IF 2.1 Q3 HEALTH CARE SCIENCES & SERVICES Pub Date : 2024-08-14 eCollection Date: 2024-01-01 DOI: 10.2147/CEOR.S469001
Christopher Zacker, Justin T Puckett, Sachin Kamal-Bahl

Purpose: Little is known about adherence to and discontinuation of newly initiated oral antipsychotics (OAPs) as well as associated factors among Medicare beneficiaries with schizophrenia. This study aimed to examine rates of OAP adherence and discontinuation and associated factors in a national sample of fee-for-service Medicare beneficiaries with schizophrenia.

Patients and methods: This retrospective study used 100% fee-for-service Medicare claims data to identify adult beneficiaries with schizophrenia, initiating a new OAP between 01/01/2017 and 12/31/2019 (index date = date of new OAP prescription). Outcomes included adherence and discontinuation. Factors associated with adherence were assessed using logistic and linear regressions; Cox regressions were used to assess factors associated with discontinuation.

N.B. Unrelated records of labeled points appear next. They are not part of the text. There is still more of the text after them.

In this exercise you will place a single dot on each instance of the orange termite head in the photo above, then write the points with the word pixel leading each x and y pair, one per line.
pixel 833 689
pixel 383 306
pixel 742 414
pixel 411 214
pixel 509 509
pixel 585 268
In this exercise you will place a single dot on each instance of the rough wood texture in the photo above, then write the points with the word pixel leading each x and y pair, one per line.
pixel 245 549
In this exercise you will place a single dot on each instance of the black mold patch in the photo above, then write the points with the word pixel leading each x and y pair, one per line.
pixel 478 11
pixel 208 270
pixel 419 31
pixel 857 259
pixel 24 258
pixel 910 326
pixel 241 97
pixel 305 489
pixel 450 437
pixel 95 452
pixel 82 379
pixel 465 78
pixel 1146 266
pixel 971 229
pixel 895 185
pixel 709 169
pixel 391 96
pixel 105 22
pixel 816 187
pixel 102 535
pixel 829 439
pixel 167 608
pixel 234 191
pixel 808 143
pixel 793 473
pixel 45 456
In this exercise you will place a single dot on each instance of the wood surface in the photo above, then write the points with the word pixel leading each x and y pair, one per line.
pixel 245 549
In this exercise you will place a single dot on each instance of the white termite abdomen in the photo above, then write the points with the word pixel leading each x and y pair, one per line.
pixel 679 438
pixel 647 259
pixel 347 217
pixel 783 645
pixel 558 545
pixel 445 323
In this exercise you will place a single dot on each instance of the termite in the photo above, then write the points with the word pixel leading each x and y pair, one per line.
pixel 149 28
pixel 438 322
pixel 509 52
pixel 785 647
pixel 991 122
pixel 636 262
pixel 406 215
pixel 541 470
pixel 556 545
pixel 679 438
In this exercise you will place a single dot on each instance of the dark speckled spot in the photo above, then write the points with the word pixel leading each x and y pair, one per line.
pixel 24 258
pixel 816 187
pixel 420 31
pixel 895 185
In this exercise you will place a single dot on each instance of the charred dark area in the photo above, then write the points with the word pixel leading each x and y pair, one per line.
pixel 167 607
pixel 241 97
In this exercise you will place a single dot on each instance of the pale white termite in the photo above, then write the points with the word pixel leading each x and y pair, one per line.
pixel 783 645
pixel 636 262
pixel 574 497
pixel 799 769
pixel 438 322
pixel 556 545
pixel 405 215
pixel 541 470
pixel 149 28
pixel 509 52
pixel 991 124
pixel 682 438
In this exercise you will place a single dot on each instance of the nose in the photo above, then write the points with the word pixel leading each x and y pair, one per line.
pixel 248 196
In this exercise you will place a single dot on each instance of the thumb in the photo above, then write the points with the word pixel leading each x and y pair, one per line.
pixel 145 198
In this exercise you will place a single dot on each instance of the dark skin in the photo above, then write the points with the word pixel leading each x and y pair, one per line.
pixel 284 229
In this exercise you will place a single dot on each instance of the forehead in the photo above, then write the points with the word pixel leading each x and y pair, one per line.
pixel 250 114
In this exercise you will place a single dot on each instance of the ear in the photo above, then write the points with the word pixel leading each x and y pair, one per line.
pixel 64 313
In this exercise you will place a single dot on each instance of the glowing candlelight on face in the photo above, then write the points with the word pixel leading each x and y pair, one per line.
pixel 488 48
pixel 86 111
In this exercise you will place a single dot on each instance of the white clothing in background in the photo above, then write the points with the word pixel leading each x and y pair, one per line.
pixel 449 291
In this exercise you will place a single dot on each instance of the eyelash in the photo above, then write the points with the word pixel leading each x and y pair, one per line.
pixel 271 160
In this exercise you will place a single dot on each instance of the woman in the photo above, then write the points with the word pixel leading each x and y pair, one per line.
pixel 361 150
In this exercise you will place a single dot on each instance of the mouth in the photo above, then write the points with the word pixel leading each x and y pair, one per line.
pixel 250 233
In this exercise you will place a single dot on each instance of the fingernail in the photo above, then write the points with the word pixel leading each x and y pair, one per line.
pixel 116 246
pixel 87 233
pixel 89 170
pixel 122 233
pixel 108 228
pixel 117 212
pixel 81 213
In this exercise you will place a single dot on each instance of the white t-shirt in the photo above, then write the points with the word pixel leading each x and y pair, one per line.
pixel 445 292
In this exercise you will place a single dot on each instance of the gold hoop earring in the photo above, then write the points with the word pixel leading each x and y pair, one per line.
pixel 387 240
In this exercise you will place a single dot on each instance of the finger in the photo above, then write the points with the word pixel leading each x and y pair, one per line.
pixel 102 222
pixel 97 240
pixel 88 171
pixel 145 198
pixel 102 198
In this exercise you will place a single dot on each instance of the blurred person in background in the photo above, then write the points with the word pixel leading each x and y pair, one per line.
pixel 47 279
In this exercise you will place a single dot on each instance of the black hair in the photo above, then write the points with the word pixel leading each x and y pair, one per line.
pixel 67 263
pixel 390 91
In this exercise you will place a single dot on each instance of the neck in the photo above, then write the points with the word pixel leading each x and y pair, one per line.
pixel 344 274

Results: In our final sample of 46,452 Medicare beneficiaries with schizophrenia, 35.4% were adherent to their newly initiated OAP (mean [SD] PDC: 0.52 [0.37]) over 12 months after initiation. Most patients (79.4%) discontinued their new OAP (median [IQR] time to discontinuation: 3.6 (1.0, 9.9) months). Factors associated with lower odds of adherence included younger age (OR: 0.43; 95% CI: 0.40-0.47, p <0.001 for patients aged 18-35 relative to patients aged ≥65 years); non-White race (OR: 0.72; 95% CI: 0.69-0.75, p <0.001 relative to White patients); and evidence of prior schizophrenia-related hospitalization (OR: 0.80; 95% CI: 0.77-0.83, p <0.001 relative to patients without evidence of prior schizophrenia-related hospitalization). Similar associations were observed for discontinuation outcomes. Twice-daily dosing frequency was also associated with lower odds of adherence (odds ratio [OR]: 0.93; 95% CI: 0.89-0.97, p = 0.0014) and higher hazard of discontinuation (hazard ratio [HR]: 1.03; 95% CI: 1.00-1.05, p = 0.0244) relative to once-daily dosing frequency.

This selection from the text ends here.